Actions
action #130588
closedcoordination #130582: [epic] Upgrade all our infrastructure, e.g. o3+osd workers+webui and production workloads, to openSUSE Leap 15.5
Upgrade osd workers to openSUSE Leap 15.5
Start date:
Due date:
% Done:
0%
Estimated time:
Tags:
Description
Motivation¶
- Need to upgrade workers before EOL of Leap 15.4 and have a consistent environment
Acceptance criteria¶
- AC1: all osd worker machines run a clean upgraded openSUSE Leap 15.5 (no failed systemd services, no left over .rpm-new files, etc.)
Acceptance tests¶
- AT1-1:
sudo salt -C 'G@roles:worker and not G@osrelease:15.5' test.ping
is empty
Suggestions¶
- read https://progress.opensuse.org/projects/openqav3/wiki#Distribution-upgrades
- Reserve some time when the workers are only executing a few or no openQA test jobs
- Keep IPMI interface ready and test that Serial-over-LAN works for potential recovery
- After upgrade reboot and check everything working as expected, if not rollback, e.g. with
snapper rollback
Further details¶
- Don't worry, everything can be repaired :) If by any chance the worker gets misconfigured there are btrfs snapshots to recover, the IPMI Serial-over-LAN, a reinstall is possible and not hard, there is no important data on the host (it's only an openQA worker) and there are also other machines that can jobs while one host might be down for a little bit longer. And okurz can hold your hand :)

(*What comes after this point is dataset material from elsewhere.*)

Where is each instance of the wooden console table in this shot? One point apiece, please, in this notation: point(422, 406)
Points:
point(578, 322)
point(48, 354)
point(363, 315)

Updated by okurz over 1 year ago
- Copied from action #111866: Upgrade osd workers and openqa-monitor to openSUSE Leap 15.4 added
Updated by okurz over 1 year ago
- Subject changed from Upgrade osd workers and openqa-monitor to openSUSE Leap 15.4 to Upgrade osd workers and openqa-monitor to openSUSE Leap 15.5
- Category set to Organisational
- Assignee deleted (
okurz) - Target version changed from Ready to future
Updated by okurz over 1 year ago
- Subject changed from Upgrade osd workers and openqa-monitor to openSUSE Leap 15.5 to Upgrade osd workers to openSUSE Leap 15.5
- Description updated (diff)
Updated by okurz over 1 year ago
- Copied to action #130648: Upgrade all other LSG QE salt controlled machines to openSUSE Leap 15.5 added
Updated by okurz over 1 year ago
- Target version changed from future to Tools - Next
Updated by okurz about 1 year ago
- Status changed from New to Blocked
- Assignee set to okurz
- Target version changed from Tools - Next to Ready
I suggest to wait for #130648 with referenced MRs first.
Updated by okurz about 1 year ago
- Status changed from Blocked to In Progress
#130648 resolved. I can continue with upgrading.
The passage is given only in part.